SIDOARJO || Detik24jam.id – Kasus penahanan dokumen kelulusan kembali mencoreng dunia pendidikan di Kabupaten Sidoarjo. Ijazah seorang alumni SMP Sepuluh Nopember Sidoarjo Tahun Ajaran 2020/2021 dilaporkan masih tertahan di pihak sekolah selama hampir lima tahun. Pihak sekolah berdalih, dokumen negara tersebut sengaja belum diserahkan lantaran wali murid belum melunasi tanggungan administrasi keuangan.
Didampingi awak media, wali murid yang bersangkutan mendatangi sekolah yang berlokasi di Jalan Siwalanpanji, Kecamatan Buduran, Kabupaten Sidoarjo, untuk menuntut transparansi serta kejelasan hak atas dokumen kelulusan anak mereka.
Humas SMP Sepuluh Nopember Sidoarjo, Taufik, tidak menampik adanya penahanan fisik ijazah tersebut. Ia berargumen bahwa pihak sekolah tetap memberikan kelonggaran berupa legalisir dokumen, namun fisik ijazah asli baru bisa dibawa pulang jika kewajiban keuangan telah diselesaikan sepenuhnya.
“Kami biasanya memberikan ijazah kepada murid yang telah lulus. Namun apabila masih ada tanggungan, penyelesaiannya bisa dilakukan dengan cara angsuran. Legalisir tetap bisa dilakukan, dan setelah kewajiban tersebut selesai, ijazah akan diberikan,” ujar Taufik saat dikonfirmasi di lingkungan sekolah. Rabu, 3/6/26.
Sayangnya, proses klarifikasi dan pelayanan informasi oleh pihak manajemen sekolah ini terkesan tertutup dan formalitas. Alih-alih diterima di ruang pelayanan resmi atau ruang tamu sekolah yang layak, awak media dan wali murid justru hanya ditemui di area luar (outdoor) lingkungan kantor sekolah.
Penahanan ijazah ini memicu kritik keras dari berbagai pihak, mengingat ijazah merupakan dokumen resmi negara yang menjadi hak mutlak peserta didik setelah dinyatakan lulus.
Dokumen ini bersifat vital sebagai syarat melanjutkan pendidikan ke jenjang yang lebih tinggi atau untuk memasuki dunia kerja.
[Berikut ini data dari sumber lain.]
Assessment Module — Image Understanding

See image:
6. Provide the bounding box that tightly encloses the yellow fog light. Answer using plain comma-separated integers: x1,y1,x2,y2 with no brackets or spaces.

Secara hukum, tindakan menahan ijazah bertentangan dengan semangat pemenuhan hak anak atas pendidikan yang dijamin dalam Pasal 31 ayat (1) UUD 1945, serta dipertegas dalam Pasal 12 ayat (1) huruf a Undang-Undang Nomor 20 Tahun 2003 tentang Sistem Pendidikan Nasional.
Lebih spesifik dan mengikat, tindakan ini melanggar Pasal 7 ayat
(8) Peraturan Sekretaris Jenderal Kementerian Pendidikan, Kebudayaan, Riset, dan Teknologi (Persesjen Kemendikbudristek) Nomor 1 Tahun 2022 tentang Spesifikasi Teknis, Bentuk, dan Tata
Cara Pengisian Serta Penerbitan Ijazah. Aturan tersebut secara eksplisit menegaskan:
“Satuan Pendidikan dan Dinas Pendidikan tidak diperkenankan menahan atau tidak memberikan ijazah kepada peserta didik yang telah dinyatakan lulus dengan alasan apa pun.”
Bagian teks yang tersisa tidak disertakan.